Middle East Crude-Cash Dubai, DME Oman weaken

Published December 28, 2015 Updated December 28, 2015 02:52pm

imageSINGAPORE: The Middle East crude market weakened on Monday, with discounts to both the cash Dubai and DME Oman benchmarks widening against Dubai swaps.

Trading of February cargoes was mostly over, with spot differentials for most grades facing downward pressure towards the end of the month, as refiners had largely met their requirements early on in the trading cycle.

Activity was muted, with many traders away on holiday, although one said that a few Murban cargoes could still be available in the market.

Cash Dubai's discount widened after Unipec sold a February Dubai partial to BP at $32.25 a barrel, putting the Dubai cash price at about $1.70 below Dubai swaps.

Japan's total oil product sales in November fell to a 46-year low, as a shrinking population and warmer-than-normal weather dented demand for all of the main product grades despite lower crude oil prices, trade ministry data showed on Monday.

Still, Japan's crude oil imports in November rose 6.0 percent from a year earlier to 3.26 million barrels per day (15.55 million kilolitres), the data showed.

A total of 22 cargoes of ESPO crude, including one 145,000-tonne cargo, will load from the Pacific port of Kozmino in February, a preliminary loading plan showed. The programme included two cross-month cargoes.

Saudi Arabia has destabilised the global oil market by increasing production, TASS news agency quoted Russian Energy Minister Alexander Novak as saying on Monday.

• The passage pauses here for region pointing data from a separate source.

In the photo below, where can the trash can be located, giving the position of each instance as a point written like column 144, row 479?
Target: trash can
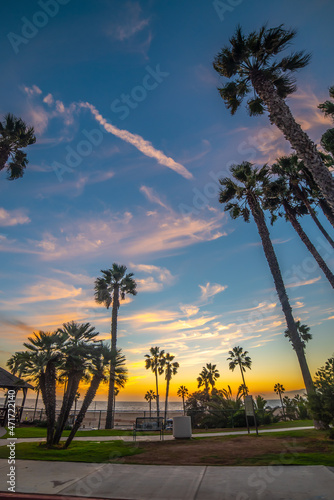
column 182, row 427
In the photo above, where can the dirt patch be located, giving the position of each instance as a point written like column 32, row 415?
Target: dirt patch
column 219, row 451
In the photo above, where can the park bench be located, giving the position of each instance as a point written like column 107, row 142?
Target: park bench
column 144, row 424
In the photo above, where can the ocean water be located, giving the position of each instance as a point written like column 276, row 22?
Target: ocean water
column 122, row 406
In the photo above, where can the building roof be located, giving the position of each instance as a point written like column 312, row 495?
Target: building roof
column 10, row 381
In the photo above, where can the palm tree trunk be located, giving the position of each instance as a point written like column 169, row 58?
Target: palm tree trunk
column 157, row 391
column 166, row 400
column 90, row 394
column 281, row 291
column 303, row 197
column 72, row 388
column 50, row 393
column 110, row 413
column 281, row 116
column 36, row 402
column 242, row 374
column 327, row 211
column 280, row 396
column 307, row 242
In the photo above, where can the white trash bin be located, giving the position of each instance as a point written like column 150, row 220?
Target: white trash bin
column 182, row 427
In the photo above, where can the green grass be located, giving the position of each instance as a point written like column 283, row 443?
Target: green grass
column 40, row 432
column 78, row 451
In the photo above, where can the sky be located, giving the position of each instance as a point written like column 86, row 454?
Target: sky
column 132, row 137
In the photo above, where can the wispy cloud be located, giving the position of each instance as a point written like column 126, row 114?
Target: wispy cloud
column 13, row 217
column 210, row 290
column 158, row 279
column 138, row 142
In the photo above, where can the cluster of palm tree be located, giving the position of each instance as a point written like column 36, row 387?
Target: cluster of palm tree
column 160, row 363
column 110, row 289
column 209, row 374
column 70, row 355
column 302, row 181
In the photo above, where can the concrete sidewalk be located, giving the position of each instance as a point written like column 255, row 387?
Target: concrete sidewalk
column 141, row 482
column 156, row 437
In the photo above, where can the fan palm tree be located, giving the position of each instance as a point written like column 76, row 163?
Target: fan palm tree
column 277, row 195
column 170, row 370
column 183, row 393
column 100, row 371
column 251, row 63
column 149, row 396
column 247, row 192
column 155, row 361
column 14, row 135
column 203, row 380
column 112, row 287
column 279, row 389
column 304, row 333
column 213, row 374
column 45, row 354
column 291, row 169
column 76, row 352
column 239, row 357
column 327, row 139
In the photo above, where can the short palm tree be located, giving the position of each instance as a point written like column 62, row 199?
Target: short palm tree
column 110, row 289
column 183, row 393
column 155, row 361
column 76, row 351
column 279, row 389
column 243, row 198
column 14, row 135
column 150, row 396
column 170, row 370
column 46, row 352
column 239, row 357
column 100, row 372
column 251, row 63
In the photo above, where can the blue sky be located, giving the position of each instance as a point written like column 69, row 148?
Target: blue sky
column 131, row 139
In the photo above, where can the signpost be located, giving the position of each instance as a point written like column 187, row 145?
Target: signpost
column 250, row 412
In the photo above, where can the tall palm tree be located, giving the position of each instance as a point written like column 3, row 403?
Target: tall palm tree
column 112, row 287
column 155, row 361
column 46, row 352
column 239, row 357
column 279, row 389
column 304, row 333
column 76, row 350
column 203, row 380
column 291, row 169
column 149, row 396
column 170, row 370
column 327, row 139
column 246, row 192
column 252, row 64
column 213, row 374
column 183, row 393
column 100, row 371
column 277, row 195
column 14, row 135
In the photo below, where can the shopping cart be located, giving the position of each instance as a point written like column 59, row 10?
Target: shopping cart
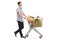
column 30, row 22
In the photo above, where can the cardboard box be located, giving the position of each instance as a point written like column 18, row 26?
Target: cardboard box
column 37, row 23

"Saudi Arabia has this year increased production by 1.5 million barrels per day, thus effectively destabilising the situation on the market," Novak was quoted as saying.

DME OMAN

DME Oman for February settled at $32.43, down 46 cents, at 0830 GMT. This puts DME Oman at $1.52 a barrel below Dubai swaps, down from a discount of $1.33 on Wednesday last week.

REFINERY

Japan's top oil refiner JX Nippon Oil & Energy Corp said on Monday it would trim its domestic crude refining plans in January from a year earlier, due to unspecified problems with its refining operations and scheduled maintenance.

Japanese refiner Idemitsu Kosan Co Ltd said it plans to process 501,000 barrels per day (7.25 million kilolitres) of crude oil in January-March, steady from a year earlier.

MARKET NEWS

Japan's total oil product sales in November fell to a 46-year low, as a shrinking population and warmer-than-normal weather dented demand for all of the main product grades despite lower crude oil prices, trade ministry data showed on Monday.

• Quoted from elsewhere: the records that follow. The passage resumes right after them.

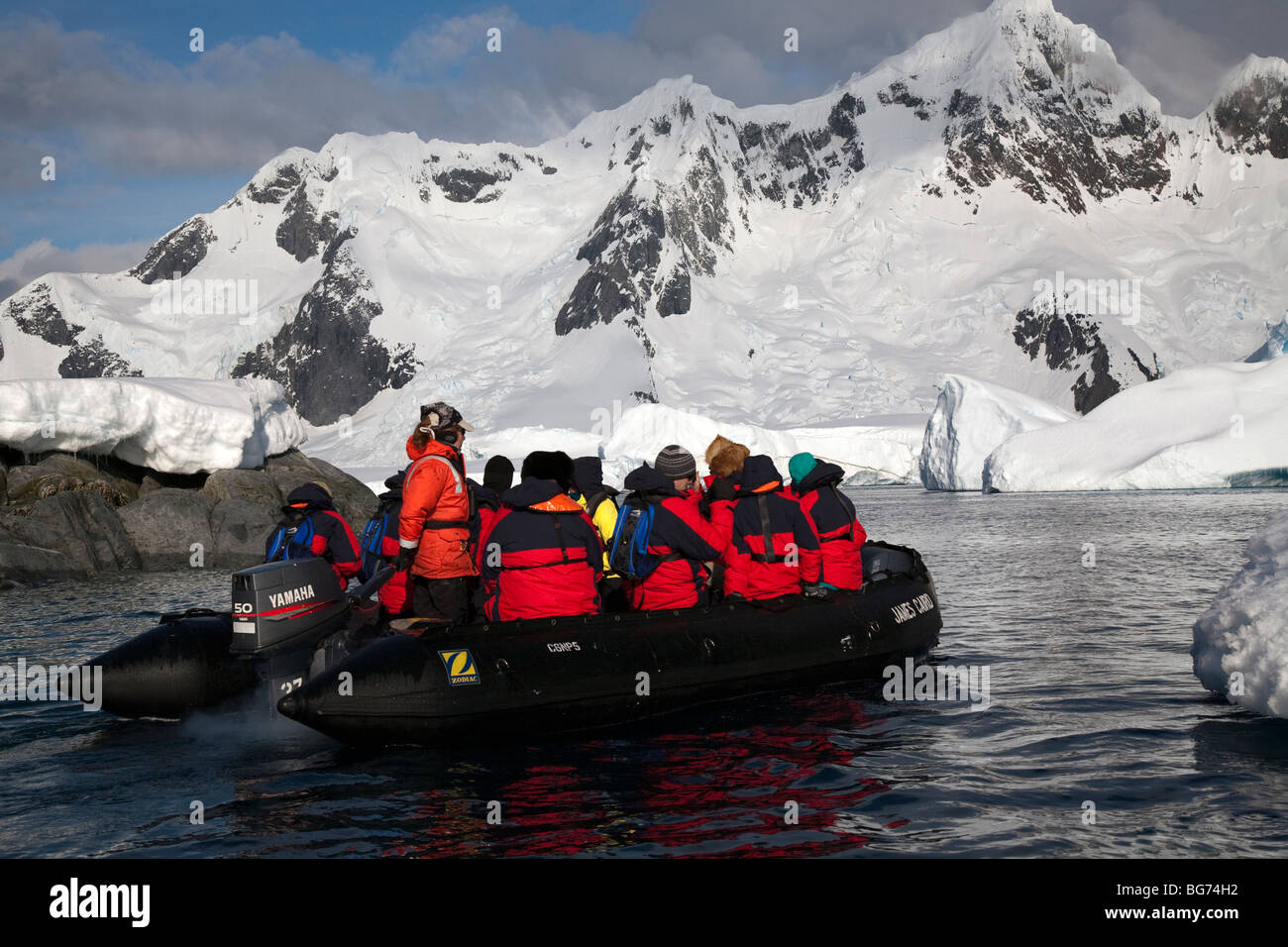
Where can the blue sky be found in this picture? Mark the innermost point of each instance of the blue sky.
(147, 133)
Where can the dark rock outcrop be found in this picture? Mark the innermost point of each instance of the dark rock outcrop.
(58, 474)
(78, 526)
(94, 360)
(1253, 119)
(168, 526)
(1072, 343)
(303, 231)
(326, 357)
(65, 518)
(37, 315)
(352, 497)
(176, 253)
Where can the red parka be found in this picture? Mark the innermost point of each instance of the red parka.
(833, 519)
(682, 535)
(436, 512)
(540, 557)
(774, 548)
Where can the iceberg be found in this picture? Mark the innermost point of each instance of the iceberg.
(1203, 427)
(172, 425)
(970, 420)
(1240, 642)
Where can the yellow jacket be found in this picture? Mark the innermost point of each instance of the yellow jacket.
(604, 521)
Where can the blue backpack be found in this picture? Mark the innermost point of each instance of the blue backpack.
(374, 540)
(292, 540)
(629, 556)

Asian imports of Iranian oil in November fell by the most in nine months with India and South Korea cutting their imports as buyers mainly hold off on raising their purchases after July's landmark agreement on Tehran's disputed nuclear programme.

Thailand's PTT Pcl plans to spend 297 billion baht ($8.2 billion) over the next five years, mainly on building infrastructure such as natural gas pipelines, its chief executive said.